FOXM1: A Multifunctional Oncoprotein and Emerging Therapeutic Target in Ovarian Cancer

Abstract

Forkhead box M1 (FOXM1) is a member of the conserved forkhead box (FOX) transcription factor family. Over the last two decades, FOXM1 has emerged as a multifunctional oncoprotein and a robust biomarker of poor prognosis in many human malignancies. In this review article, we address the current knowledge regarding the mechanisms of regulation and oncogenic functions of FOXM1, particularly in the context of ovarian cancer. FOXM1 and its associated oncogenic transcriptional signature are enriched in >85% of ovarian cancer cases and FOXM1 expression and activity can be enhanced by a plethora of genomic, transcriptional, post-transcriptional, and post-translational mechanisms. As a master transcriptional regulator, FOXM1 promotes critical oncogenic phenotypes in ovarian cancer, including: (1) cell proliferation, (2) invasion and metastasis, (3) chemotherapy resistance, (4) cancer stem cell (CSC) properties, (5) genomic instability, and (6) altered cellular metabolism. We additionally discuss the evidence for FOXM1 as a cancer biomarker, describe the rationale for FOXM1 as a cancer therapeutic target, and provide an overview of therapeutic strategies used to target FOXM1 for cancer treatment.

Keywords: FOXM1; forkhead box M1; high-grade serous ovarian cancer; oncogenes; oncoproteins; ovarian cancer; transcription factors.

Figure 1

Annual FOXM1 Publications. The data shown were generated from PubMed searches conducted on 04/13/21. The search terms used (all fields) were “FOXM1” (results in red), “FOXM1 cancer” (results in purple), and “FOXM1 ovarian cancer” (results in green). The first “FOXM1 ovarian cancer” PubMed record is the TCGA HGSC study published in 2011 [30].

Figure 2

FOXM1 isoforms and phosphorylation sites in ovarian cancer. Top: FOXM1 precursor mRNA (with introns and exons indicated) followed by FOXM1 mRNA structure (exons only).

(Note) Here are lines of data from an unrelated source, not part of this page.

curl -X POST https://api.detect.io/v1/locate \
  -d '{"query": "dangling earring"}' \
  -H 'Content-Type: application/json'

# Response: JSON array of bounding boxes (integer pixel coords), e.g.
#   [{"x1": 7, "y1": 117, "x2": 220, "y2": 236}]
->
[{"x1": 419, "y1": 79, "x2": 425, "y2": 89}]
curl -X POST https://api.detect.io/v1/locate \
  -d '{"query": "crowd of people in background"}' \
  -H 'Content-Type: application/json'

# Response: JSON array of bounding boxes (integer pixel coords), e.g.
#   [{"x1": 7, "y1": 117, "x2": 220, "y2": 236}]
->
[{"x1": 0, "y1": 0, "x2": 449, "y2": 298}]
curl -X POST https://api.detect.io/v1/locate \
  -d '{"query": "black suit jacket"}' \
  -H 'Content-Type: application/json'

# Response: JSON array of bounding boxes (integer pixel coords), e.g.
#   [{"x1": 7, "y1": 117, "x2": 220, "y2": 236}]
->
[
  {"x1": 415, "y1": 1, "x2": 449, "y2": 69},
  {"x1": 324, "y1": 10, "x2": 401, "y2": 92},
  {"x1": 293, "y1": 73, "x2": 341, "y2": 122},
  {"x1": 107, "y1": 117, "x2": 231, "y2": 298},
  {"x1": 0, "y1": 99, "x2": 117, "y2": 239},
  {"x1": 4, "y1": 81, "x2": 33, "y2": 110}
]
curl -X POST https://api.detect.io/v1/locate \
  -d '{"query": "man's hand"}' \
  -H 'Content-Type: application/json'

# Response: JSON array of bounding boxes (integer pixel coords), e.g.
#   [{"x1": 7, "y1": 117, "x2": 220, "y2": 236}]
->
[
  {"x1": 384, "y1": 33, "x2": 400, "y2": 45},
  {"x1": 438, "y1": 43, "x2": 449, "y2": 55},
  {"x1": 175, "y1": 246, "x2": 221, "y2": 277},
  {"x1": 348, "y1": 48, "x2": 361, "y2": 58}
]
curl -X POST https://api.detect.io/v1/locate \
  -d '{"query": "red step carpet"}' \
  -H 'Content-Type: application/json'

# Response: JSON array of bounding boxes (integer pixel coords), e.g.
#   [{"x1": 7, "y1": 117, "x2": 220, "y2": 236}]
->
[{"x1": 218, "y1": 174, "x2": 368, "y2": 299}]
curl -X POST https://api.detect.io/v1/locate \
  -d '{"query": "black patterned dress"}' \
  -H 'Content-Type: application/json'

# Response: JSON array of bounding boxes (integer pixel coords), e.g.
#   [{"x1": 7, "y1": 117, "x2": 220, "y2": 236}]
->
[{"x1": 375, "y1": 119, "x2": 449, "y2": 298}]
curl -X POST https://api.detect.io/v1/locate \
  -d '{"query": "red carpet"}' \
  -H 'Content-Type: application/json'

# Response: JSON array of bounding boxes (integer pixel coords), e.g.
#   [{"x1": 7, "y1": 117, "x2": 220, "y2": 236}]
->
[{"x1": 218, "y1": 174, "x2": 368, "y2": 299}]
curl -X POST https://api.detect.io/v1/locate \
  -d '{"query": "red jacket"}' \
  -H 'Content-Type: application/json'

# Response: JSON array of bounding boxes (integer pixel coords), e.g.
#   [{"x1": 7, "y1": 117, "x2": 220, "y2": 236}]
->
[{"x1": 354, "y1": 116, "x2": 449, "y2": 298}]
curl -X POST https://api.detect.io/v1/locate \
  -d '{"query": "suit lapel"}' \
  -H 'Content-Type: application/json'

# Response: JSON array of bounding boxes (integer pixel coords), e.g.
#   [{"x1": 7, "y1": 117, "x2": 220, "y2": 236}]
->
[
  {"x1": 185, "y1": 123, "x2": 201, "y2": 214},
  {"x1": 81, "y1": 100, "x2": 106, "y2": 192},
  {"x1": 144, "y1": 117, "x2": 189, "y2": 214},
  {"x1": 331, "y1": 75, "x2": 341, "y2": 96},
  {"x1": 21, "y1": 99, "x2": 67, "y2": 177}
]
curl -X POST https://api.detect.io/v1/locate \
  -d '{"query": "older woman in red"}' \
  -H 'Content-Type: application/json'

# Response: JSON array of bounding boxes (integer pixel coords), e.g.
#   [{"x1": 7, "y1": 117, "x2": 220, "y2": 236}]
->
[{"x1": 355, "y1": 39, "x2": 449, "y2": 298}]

Exons shared by all FOXM1 isoforms are shown in green while alternative exons are shown in light purple. Bottom: Diagram of protein structure of the three major FOXM1 isoforms: (1) FOXM1a, which contains alternative exons Va and VIIa; (2) FOXM1b, which contains no alternative exons; and (3) FOXM1c, which contains alternative exon Va. The three major protein domains are indicated: N-terminal repressor domain (NRD, teal); DNA binding/forkhead domain (DBD/FHD, orange); and transactivation domain (TAD, red). The protein regions corresponding to the alternative exons Va and VIIa are shown in light purple. FOXM1 residues reported to be phosphorylated by three kinases important in ovarian cancer, CDK4/6 (dark blue), PLK1 (tan), and ERK1/2 (green), are indicated. Figure created with BioRender.com.

Figure 3

Mechanisms leading to FOXM1 overexpression and activation in ovarian cancer. Several mechanisms that are known to result in FOXM1 overexpression and/or activation in ovarian cancer are shown: (1) Chromosome 12p13.33, where the FOXM1 gene resides, experiences copy number gains and amplifications. (2) Upstream oncogenes (BET, GOF p53, E2F1, YAP, VprBPDCAF1, and ETV5) are overexpressed and upregulate FOXM1 transcription through chromatin modification and promoter activation. (3) Upstream tumor suppressors that regulate FOXM1 transcription (p53, Rb, and FOXO3A) experience inactivation through gene mutation or loss. (4) Post-transcriptional regulation by ncRNAs allow ribosomes to translate high levels of FOXM1 mRNA miR-370 and miR-149-5p, which typically destabilize FOXM1 mRNA, are sponged by lncPVT1, circPVT1, and hsa_circ_0061140. (5) Post-translation regulation stabilizes and activates FOXM1 protein. OTUB1 deubiquitinates FOXM1 and increases protein stability. PI3K/AKT, CDK4, CDK6, PLK1, and ERK1/2 phosphorylate FOXM1, which activates its transcription factor function. Figure created with BioRender.com.

Figure 4

The oncogenic functions of FOXM1 in ovarian cancer. FOXM1 transactivates genes by binding to gene enhancers and promoters, either directly through its DNA binding domain (DBD) or indirectly by interacting with other transcription factors (B-Myb, MuvB, and NFY). Through these two mechanisms, FOXM1 has been shown to promote several oncogenic phenotypes in ovarian cancer, including: (1) cellular proliferation, migration, and invasion; (2) DNA repair and chemotherapy resistance; (3) cancer cell stemness; (4) genomic instability and DNA replication stress; (5) altered cellular metabolism. Figure created with BioRender.com.